Quelle perception avez-vous des effets sociaux de cette pandémie dans les pays du Sud où la pauvreté est déjà prégnante ?
Les pays du Sud avaient été relativement épargnés par la crise financière de 2008, mais ce n’est pas le cas avec la crise actuelle. La baisse des cours des matières premières, des investissements et le tarissement de certaines sources de financement ont des conséquences dramatiques pour les populations les plus fragiles, non couvertes par une protection sociale. La priorisation de vaccins vers les pays du Nord est non seulement inique mais, en outre, risque de faire durer la crise économique au Sud. Aussi, je crains des conséquences fortes et durables sur la pauvreté.
Au Maroc, une politique sociale plus volontariste est en cours d’implémentation, qu’elles devraient être les grandes orientations à suivre en la matière ?
Les politiques publiques mises en place au Maroc au cours des dernières années avaient permis une baisse de la pauvreté et des inégalités. Malheureusement, avec la crise sanitaire, une partie importante de la population s’est trouvée sans ressources mais des transferts publics massifs ont permis de limiter la hausse de la pauvreté.

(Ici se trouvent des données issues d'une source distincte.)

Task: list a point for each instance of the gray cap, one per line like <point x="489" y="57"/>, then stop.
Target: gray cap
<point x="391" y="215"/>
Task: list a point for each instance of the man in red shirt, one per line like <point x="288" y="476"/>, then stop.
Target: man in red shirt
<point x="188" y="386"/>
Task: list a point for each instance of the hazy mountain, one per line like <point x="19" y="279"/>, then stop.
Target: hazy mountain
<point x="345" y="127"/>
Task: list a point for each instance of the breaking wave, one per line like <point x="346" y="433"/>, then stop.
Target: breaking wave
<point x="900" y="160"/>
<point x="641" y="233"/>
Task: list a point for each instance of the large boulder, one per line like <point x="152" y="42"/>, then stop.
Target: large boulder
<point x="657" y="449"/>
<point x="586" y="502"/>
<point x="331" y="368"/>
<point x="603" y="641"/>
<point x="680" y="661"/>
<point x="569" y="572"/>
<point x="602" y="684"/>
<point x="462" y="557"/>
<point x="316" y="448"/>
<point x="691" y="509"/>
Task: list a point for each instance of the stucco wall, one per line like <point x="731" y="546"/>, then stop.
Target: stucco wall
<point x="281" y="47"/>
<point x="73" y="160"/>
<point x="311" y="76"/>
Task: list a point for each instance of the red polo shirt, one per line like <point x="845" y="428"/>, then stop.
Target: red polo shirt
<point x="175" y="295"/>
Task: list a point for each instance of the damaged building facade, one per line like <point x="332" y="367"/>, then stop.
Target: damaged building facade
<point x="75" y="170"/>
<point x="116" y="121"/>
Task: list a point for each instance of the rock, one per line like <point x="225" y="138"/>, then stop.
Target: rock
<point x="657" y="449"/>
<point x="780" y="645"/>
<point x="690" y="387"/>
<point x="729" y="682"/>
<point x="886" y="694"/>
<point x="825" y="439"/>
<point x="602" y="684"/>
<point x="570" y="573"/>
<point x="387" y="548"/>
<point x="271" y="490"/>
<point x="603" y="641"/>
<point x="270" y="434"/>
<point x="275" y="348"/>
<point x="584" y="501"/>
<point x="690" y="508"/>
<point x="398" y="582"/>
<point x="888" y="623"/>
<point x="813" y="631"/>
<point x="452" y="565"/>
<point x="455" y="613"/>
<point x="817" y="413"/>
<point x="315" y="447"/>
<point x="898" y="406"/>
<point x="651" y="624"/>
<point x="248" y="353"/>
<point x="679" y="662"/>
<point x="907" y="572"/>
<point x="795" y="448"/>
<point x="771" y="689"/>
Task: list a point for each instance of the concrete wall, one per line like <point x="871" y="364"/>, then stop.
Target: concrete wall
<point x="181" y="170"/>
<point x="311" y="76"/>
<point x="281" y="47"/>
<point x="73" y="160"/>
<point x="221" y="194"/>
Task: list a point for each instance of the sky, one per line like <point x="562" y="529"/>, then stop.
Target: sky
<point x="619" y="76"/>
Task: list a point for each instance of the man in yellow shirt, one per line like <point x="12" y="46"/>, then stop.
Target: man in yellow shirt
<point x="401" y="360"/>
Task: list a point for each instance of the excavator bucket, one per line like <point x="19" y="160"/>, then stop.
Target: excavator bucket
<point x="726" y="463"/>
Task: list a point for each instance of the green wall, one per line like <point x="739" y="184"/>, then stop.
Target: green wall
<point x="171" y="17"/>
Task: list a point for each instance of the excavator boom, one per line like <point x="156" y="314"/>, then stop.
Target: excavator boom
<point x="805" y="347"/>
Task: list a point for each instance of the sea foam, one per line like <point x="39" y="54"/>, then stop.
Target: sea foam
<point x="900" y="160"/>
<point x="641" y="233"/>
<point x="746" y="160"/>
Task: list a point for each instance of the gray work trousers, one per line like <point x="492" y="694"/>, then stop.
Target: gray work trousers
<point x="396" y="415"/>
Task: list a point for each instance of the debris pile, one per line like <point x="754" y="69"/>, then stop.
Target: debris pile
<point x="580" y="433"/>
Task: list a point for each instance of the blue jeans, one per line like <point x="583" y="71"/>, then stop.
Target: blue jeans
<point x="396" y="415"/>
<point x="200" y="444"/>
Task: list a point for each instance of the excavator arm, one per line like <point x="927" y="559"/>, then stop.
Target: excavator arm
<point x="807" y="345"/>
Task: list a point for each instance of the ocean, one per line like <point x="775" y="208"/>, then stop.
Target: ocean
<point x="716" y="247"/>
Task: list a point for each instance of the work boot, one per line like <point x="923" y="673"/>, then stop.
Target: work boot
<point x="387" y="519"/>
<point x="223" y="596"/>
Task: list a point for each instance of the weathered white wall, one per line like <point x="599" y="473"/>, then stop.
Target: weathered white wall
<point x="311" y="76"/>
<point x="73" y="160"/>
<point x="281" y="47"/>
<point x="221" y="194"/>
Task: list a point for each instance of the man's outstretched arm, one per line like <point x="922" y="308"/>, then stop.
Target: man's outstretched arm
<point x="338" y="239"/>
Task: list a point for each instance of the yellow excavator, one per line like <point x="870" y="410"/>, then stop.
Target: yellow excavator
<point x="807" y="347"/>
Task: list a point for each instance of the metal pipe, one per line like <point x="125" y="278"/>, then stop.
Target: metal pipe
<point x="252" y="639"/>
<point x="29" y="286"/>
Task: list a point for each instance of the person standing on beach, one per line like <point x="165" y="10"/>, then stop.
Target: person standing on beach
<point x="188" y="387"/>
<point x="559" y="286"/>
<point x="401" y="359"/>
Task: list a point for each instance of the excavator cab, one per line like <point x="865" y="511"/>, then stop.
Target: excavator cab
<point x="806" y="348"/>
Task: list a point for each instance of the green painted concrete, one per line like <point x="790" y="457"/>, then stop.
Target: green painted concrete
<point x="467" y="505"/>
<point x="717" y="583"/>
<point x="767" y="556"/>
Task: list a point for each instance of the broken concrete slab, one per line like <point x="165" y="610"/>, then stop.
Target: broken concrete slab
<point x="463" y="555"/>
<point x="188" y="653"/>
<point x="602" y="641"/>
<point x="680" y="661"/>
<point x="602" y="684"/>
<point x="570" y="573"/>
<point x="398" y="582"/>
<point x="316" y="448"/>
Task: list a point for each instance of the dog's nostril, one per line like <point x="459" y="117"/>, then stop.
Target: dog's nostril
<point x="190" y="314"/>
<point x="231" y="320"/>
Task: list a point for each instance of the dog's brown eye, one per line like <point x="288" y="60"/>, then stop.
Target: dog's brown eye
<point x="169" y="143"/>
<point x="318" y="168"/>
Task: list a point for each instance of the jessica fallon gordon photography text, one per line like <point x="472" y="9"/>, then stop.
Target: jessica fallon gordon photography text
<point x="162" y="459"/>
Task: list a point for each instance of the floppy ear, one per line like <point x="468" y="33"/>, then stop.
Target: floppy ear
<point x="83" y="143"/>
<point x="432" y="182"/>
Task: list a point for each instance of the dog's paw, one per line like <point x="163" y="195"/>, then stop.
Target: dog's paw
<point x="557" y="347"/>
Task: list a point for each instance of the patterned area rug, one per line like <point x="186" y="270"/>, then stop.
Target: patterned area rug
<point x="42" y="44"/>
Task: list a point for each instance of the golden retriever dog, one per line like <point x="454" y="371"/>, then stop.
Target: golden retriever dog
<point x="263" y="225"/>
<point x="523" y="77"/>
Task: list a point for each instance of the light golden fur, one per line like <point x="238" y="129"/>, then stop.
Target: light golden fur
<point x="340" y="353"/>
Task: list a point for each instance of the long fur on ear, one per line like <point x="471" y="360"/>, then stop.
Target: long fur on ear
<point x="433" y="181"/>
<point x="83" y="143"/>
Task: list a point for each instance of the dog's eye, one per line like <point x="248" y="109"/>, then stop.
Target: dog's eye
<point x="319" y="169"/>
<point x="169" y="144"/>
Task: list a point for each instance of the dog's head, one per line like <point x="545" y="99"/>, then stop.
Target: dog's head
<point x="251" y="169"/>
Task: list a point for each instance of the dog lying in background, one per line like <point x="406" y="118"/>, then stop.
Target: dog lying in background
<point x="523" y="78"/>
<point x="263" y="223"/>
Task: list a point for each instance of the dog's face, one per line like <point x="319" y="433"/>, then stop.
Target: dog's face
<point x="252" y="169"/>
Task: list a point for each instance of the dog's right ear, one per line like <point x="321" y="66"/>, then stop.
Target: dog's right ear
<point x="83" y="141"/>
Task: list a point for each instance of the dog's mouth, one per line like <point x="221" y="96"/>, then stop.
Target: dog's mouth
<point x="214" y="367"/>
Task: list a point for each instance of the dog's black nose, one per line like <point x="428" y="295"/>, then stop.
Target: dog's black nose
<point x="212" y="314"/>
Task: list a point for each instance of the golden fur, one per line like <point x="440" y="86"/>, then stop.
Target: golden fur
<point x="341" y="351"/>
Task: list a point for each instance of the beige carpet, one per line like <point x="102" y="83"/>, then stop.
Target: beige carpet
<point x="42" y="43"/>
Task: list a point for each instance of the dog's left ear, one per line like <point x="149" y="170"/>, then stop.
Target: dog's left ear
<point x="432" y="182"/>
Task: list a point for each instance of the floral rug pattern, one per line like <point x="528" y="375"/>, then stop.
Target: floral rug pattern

La question sociale est clef et je salue la réforme en cours visant à la généralisation de la protection sociale. Il me semble que la question des retraites est primordiale car la part des plus de 60 ans dans la population est susceptible de doubler d’ici 2050. Le système doit être simple et juste et sa gestion doit être confiée à des institutions crédibles et compétentes.
Le Maroc est au carrefour de flux migratoires importants, quels sont les impacts de la pandémie sur ces flux, pourraient-ils s’atténuer de ce fait ?
Je connais surtout la question des flux migratoires vers la France. En 2019, près de 35.000 Marocains avaient reçu un premier titre de séjour, ce qui en fait la première nationalité dans le flux extra-européen vers la France. Il est probable que la crise sanitaire réduise pour un temps les flux pour motifs d’étude. Ce fut clairement le cas en 2020, et peut être aussi pour la rentrée de septembre 2021. Il est possible aussi que la crise conduise les pays européens à une restriction des flux migratoires, notamment pour motifs économiques. En revanche, le motif familial, qui représente la moitié du flux extra-européen vers la France n’a pas de raison d’être réduit.